Setup & Assumptions: Consider a circular loop of radius R carrying a steady current I. We want to find the magnetic field B at the center O of the loop. According to the Biot-Savart Law, the magnetic field dB due to a small current element dl is given by:
dB = (μ₀ / 4π) * (I * dl * sinθ) / R²

Derivation Steps:

  1. For any current element dl on the circular loop, the angle θ between the length element dl and the position vector r pointing to the center O is exactly 90° (since the radius is perpendicular to the tangent at every point).
  2. Substituting θ = 90° (sin 90° = 1) into the Biot-Savart equation:
    dB = (μ₀ / 4π) * (I * dl) / R²
  3. The direction of the magnetic field dB due to all elements is the same (directed perpendicular to the plane of the loop, pointing inward or outward depending on current direction, by the right-hand grip rule). Therefore, we can find the total magnetic field B by integrating dB over the entire loop:
    B = ∫ dB = ∫ (μ₀ / 4π) * (I * dl) / R²
  4. Since μ₀, I, and R are constant, they can be pulled out of the integral:
    B = (μ₀I / 4πR²) ∫ dl
  5. The integral of dl over the circular loop is equal to its circumference, 2πR:
    ∫ dl = 2πR
  6. Substitute this back into the equation:
    B = (μ₀I / 4πR²) * (2πR)
    B = μ₀I / (2R)

For a coil consisting of N turns, multiply the result by N: B = μ₀NI / (2R).

---

5. Resonant Frequency in a Series LCR AC Circuit

Chapter: Alternating Current | Typical Marks: 3 | Frequency: High

Setup & Assumptions: Consider a resistor R, an inductor L, and a capacitor C connected in series across an alternating voltage source V = V_m sin(wt). The impedance Z of a series LCR circuit is given by:
Z = √[R² + (X_L − X_C)²]
where X_L = wL is the inductive reactance, and X_C = 1/(wC) is the capacitive reactance.

Derivation Steps:

  1. Electrical resonance occurs when the amplitude of the current in the circuit reaches its maximum value. This happens when the impedance Z is at its absolute minimum.
  2. For Z to be minimum, the term (X_L − X_C)² must equal zero. This yields the resonance condition:
    X_L = X_C
  3. Substitute the formulas for X_L and X_C at the resonant angular frequency w_r:
    w_r * L = 1 / (w_r * C)
  4. Rearranging the terms to solve for w_r:
    (w_r)² = 1 / (LC)
    w_r = 1 / √CD
  5. Since angular frequency w_r = 2πf_r, where f_r is the linear resonant frequency:
    2πf_r = 1 / √CD
    f_r = 1 / (2π√CD)

Highlight the final formula: f_r = 1 / (2π√(LC)). Under this condition, Z = R, and the power factor cosφ = 1 (purely resistive circuit).

---

6. Lens Maker's Formula

Chapter: Ray Optics and Optical Instruments | Typical Marks: 4 | Frequency: Extremely High (Guaranteed Section D candidate)
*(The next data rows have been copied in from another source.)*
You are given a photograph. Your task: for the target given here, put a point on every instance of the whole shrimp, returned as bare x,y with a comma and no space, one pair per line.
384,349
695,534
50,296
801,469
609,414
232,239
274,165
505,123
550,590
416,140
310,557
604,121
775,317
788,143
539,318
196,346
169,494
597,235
Setup & Assumptions: Consider a thin convex lens made of a material of refractive index n₂ placed in a medium of refractive index n₁. Let R₁ and R₂ be the radii of curvature of the two spherical surfaces of the lens. Let a point object O be placed on the principal axis in front of the first surface.

Derivation Steps:

  1. Refraction at the first surface (radius R₁): The light ray from O travels from medium n₁ to n₂. If the second surface were absent, it would form an image at position v₁. Using the spherical refraction formula:
    n₂/v₁ − n₁/u = (n₂ − n₁)/R₁ —— (Equation 1)
  2. Refraction at the second surface (radius R₂): The refracting ray now travels from medium n₂ to n₁. The image I₁ formed by the first surface acts as a virtual object for this surface, forming the final image at v. Using the spherical refraction formula:
    n₁/v − n₂/v₁ = (n₁ − n₂)/R₂ —— (Equation 2)
  3. Adding Equation 1 and Equation 2:
    (n₂/v₁ − n₁/u) + (n₁/v − n₂/v₁) = (n₂ − n₁)/R₁ + (n₁ − n₂)/R₂
  4. The term n₂/v₁ cancels out. Rearranging the left side and factoring out (n₂ − n₁) on the right side:
    n₁(1/v − 1/u) = (n₂ − n₁) * [1/R₁ − 1/R₂]
  5. Divide both sides by n₁:
    (1/v − 1/u) = (n₂/n₁ − 1) * [1/R₁ − 1/R₂]
  6. Let n = n₂/n₁ be the relative refractive index of the lens with respect to the medium:
    (1/v − 1/u) = (n − 1) * [1/R₁ − 1/R₂]
  7. By definition of the focal length, if the object is at infinity (u = ∞), the image is formed at the principal focus (v = f). Substituting u = ∞ and v = f:
    1/f − 1/∞ = (n − 1) * [1/R₁ − 1/R₂]

Highlight the final Lens Maker's Formula: 1/f = (n − 1) * (1/R₁ − 1/R₂).

---

7. Refractive Index of a Prism (Prism Formula)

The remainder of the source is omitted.